Fortunately the authors anticipated this problem. It seems there goal was to introduce the reader to a solid Database which was basic in concept, but deep in ability so as to ease the reader into the NoSQL waters. I think Riak is a great database to do just that, and the authors did well at introducing and conveying the “how” of using a NoSQL database.
What I learned
A LOT. If I wrote about everything I learned about you would be here for a while. I am still wrestling with some concepts, but overall I am better equipped to understand what is going happening. So I will break down the most significant things “I” learned. First, though, I will bullet point a list of several things which were discussed.
- Link Walking
- Data Partitioning
- Horizontal Scaling
- MapReduce
- Eventual Consistency
- Extending Riak
Riak Reminds Me of S3
They even mention in the book that there are some similarities between Amazon S3 and Riak, which is a bit of an understatement. So with S3 in mind I progressed through the chapter and with everything framed in that way it made much more sense, faster.

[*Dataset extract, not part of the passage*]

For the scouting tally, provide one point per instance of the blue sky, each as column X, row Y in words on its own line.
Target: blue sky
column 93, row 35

Everything is partitioned into buckets and anything can live in those buckets from text to binary objects. So the organization is very similar as well. However, the thing it does do that S3 doesn’t is allowing you to link key value pairs, which brings us to the next thing.
Link Walking
One of my biggest barriers to entry into NoSQL databases has been how you retrieve data. While straight storing large amounts of data is needed you need to actually cross reference the data in some way. Most of my research hasn’t actually talked much about this or how to accomplish the same thing in similar ways.
In Riak you can associate key value pairs, but only in one direction. You can associate n to x, but x will never know it is referenced, at all. Knowing this you have to be aware of how you are going to pull your data out if you choose to use link walking, which is traversing over links from record to record.
MapReduce
I have seen hints about MapReduce a lot of different places, but never looked it up or had a need to use it. This chapter has an introduction to it which really drives home another way to get information out of a data store. It is a bit of a mind bender at first, but has started to make more sense, kind of. It also seems that it is going to be used a lot more in the book for other databases.
A quick idea of how it works is actually based in its name. First you map data together then you reduce them to a single piece of data you need. The interesting thing is it runs on the server so your application itself is not handling the processing of all the data. Another cool caveat is you can save your MapReduce functions as text in a Riak bucket and call it later, kind of like a stored procedure.
Scalability
Based on how Riak was designed it is super easy to add multiple Riak servers together and have data spread across them all so you definitely have some failover. The multiple servers are put together in what is called the Riak Ring, and everything is divided out across them as virtual nodes. As you write to one server data will eventually be written to the others. Yes, there are some things in place for data collision resolution.
Overall
I now have a better understanding of how Riak works, and if I have simple data to store while needing flexibility in my clustering it will be my choice. The book does not really explain well/much when to use Riak except for anecdotal evidence so it is still up to the reader to come up with that on their own. The examples they give work and work well, but I am not convinced a relational database wouldn’t have been a better choice.
All that being said it was a solid chapter overall, and I took a step further in my understanding of NoSQL so the future is looking bright. The next chapter is on HBase, which I have never heard of, so it shall be interesting to see how things go.